Report: Turkey Exits From Foreign Exchange Protected Deposit Program

On Jan. 1 Turkey ended its two-year-old foreign exchange (FX)—protected deposit program in what is seen as another step towards a return to orthodoxy. Treasury and Finance Minister, Mehmet Simsek also signaled the start of what he called a “permanent improvement in the current account.”

Turkey’s Policy U-Turn

Turkey’s Treasury and Finance Minister, Mehmet Simsek, recently disclosed that the country will end its foreign exchange (FX)-protected deposit program, also known as KKM, in 2024. This move is the latest in a series of policy u-turns that Turkey has made in the last couple of months.

Following his re-election in May 2023, President Recep Tayyip Erdoğan immediately signaled the country’s return to orthodoxy by appointing Simsek as the Finance Ministry head. The central bank later all but confirmed the major policy shift by sharply raising interest rates.

Before his re-election, President Erdoğan and his government resisted devaluing the lira or raising interest rates. Instead, the government pursued several policy measures including the KKM program whose objective was to bolster the lira and halt the apparent dollarization of bank deposits. Under the program, Turkish residents who maintained their savings in local currency were guaranteed returns that compensated for any exchange rate-related losses.

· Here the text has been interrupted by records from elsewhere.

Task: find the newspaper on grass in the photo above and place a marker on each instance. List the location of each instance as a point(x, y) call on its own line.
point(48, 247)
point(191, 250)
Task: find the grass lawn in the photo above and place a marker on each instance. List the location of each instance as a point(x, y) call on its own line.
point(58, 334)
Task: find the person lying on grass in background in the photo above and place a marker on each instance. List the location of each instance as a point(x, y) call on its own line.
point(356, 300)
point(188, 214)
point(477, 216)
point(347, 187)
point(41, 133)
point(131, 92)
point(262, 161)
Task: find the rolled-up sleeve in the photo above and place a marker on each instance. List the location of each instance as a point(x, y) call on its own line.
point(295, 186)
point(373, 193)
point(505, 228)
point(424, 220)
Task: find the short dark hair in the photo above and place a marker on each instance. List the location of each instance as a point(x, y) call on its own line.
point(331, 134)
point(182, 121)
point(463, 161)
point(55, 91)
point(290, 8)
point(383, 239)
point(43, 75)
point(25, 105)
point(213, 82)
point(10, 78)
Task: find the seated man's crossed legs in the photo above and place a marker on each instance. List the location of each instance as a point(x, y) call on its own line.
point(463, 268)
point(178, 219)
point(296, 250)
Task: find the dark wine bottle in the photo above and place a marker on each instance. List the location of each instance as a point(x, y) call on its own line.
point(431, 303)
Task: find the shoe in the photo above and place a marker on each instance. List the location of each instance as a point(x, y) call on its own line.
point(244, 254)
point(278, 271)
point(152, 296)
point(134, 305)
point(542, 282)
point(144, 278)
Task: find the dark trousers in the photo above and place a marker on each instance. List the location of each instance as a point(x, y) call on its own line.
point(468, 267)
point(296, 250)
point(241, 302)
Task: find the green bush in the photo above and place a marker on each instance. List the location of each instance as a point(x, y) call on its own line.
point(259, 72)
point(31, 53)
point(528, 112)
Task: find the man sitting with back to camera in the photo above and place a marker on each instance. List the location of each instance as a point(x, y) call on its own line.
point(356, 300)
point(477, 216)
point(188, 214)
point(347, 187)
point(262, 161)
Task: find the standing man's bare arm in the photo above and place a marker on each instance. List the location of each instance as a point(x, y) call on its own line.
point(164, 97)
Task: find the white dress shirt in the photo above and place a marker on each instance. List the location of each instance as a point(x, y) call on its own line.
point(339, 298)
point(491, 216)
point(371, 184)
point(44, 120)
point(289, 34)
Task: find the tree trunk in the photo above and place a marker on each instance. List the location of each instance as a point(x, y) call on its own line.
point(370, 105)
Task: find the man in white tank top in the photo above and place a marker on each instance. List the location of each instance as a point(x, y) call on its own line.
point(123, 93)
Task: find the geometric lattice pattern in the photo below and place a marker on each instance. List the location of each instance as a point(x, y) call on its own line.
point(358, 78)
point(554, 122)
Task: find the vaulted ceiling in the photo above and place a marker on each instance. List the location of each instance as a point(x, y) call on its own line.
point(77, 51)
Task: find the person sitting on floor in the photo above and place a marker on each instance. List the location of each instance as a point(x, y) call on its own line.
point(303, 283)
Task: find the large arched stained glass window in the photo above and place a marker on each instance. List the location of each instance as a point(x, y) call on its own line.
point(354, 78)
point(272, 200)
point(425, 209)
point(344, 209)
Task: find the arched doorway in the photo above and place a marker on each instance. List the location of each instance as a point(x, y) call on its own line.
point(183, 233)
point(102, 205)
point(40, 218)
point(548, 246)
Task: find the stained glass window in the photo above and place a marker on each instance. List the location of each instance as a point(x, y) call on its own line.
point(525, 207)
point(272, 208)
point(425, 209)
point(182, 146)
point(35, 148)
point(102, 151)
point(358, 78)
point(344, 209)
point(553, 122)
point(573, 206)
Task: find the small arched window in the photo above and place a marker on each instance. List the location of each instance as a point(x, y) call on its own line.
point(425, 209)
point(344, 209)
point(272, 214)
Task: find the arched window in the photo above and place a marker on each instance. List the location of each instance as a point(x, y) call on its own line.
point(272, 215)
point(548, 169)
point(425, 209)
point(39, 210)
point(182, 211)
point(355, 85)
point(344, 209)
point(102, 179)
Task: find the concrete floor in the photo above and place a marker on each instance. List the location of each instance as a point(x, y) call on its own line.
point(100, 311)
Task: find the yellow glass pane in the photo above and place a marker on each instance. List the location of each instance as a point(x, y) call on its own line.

However, in his Dec. 31 post on X, Simsek, one of the former Wall Street bankers in Erdogan’s government, said:

“2024 will be a year [where] annual inflation starts to decline, reserve adequacy increases further, the foreign exchange protected system ends, a permanent improvement in the current account begins, and fiscal discipline is established.”

Simsek confirmed Turkey’s exit from the KKM program just a few months after he suggested that this process could be achieved without offering incentives. According to a state-run news agency, banks were expected to stop offering FX-protected lira deposit accounts for savings on Jan. 1.